See Chapter 11 of Object-Oriented Software Construction - 2nd Edition (Prentice Hall, 1997) by Bertrand Meyer and Building Bug-free O-O Software: An Introduction to Design by Contract.

The basic idea is that a class can be viewed as having a contract with its clients whereby the class guarantees to provide certain results (postconditions of its methods) provided that the clients agree to satisfy certain requirements (preconditions of the class's methods). For example, consider a routine:

string FindCustomer(int customerID) 

The precondition might be that customerID is positive. The postcondition might be that we guarantee to find the customer, i.e., possibly among other things, that the return value is a non-empty string.

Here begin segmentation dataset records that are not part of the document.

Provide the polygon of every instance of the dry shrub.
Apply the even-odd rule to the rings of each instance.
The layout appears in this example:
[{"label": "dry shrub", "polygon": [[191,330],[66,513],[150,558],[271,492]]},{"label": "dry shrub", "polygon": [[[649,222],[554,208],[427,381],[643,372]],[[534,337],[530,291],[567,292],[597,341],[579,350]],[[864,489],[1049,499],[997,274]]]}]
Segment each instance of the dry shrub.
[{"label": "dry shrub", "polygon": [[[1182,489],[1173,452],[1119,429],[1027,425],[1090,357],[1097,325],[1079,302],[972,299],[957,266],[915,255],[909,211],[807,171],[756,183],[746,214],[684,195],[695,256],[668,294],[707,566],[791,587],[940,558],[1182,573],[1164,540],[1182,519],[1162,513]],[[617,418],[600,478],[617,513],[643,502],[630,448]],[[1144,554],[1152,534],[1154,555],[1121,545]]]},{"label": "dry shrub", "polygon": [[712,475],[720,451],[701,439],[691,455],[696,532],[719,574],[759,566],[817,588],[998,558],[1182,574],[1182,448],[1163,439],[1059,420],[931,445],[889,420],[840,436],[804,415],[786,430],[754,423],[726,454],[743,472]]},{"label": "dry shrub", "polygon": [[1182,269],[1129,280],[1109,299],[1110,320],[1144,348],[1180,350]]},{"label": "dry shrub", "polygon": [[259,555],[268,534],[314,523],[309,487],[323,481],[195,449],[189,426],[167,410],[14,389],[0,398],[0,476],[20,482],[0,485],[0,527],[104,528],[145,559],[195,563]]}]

A failure of the precondition indicates a bug in the caller, the client. A failure of the postcondition indicates a bug in the routine, the supplier. These conditions, or specifications, are implemented by assertion statements. In C/C++ code the assert macro is used for these purposes. The .NET Framework Class Library uses assertion functions available in the System.Diagnostics namespace. By default these generate an "abort, ignore, retry" message box on assertion failure. An alternative approach is to use exception-handling. This is the approach used in the framework that I describe below, although I also wrap the .NET assertion functions as an alternative.

We cannot be as comprehensive in C# as in Eiffel but we can go some of the way. The library provides a set of static methods for defining preconditions, postconditions, class invariants and general assertions and the exception classes that represent them. Methods are also provided that invoke the .NET System.Diagnostics.Trace() assertions as an alternative to throwing exceptions. When debugging, sometimes, you want to be able to ignore assertions and continue stepping through code, especially when routines are still in a state of flux. For example, an assertion may no longer be valid but you still want to have the assertion flagged to remind you that you've got to fix the code (remove the assertion or replace it with another).

After building the code into a C# library you can include a reference to it in a .NET client application written in any .NET language. Then all you need do is import the DesignByContract namespace.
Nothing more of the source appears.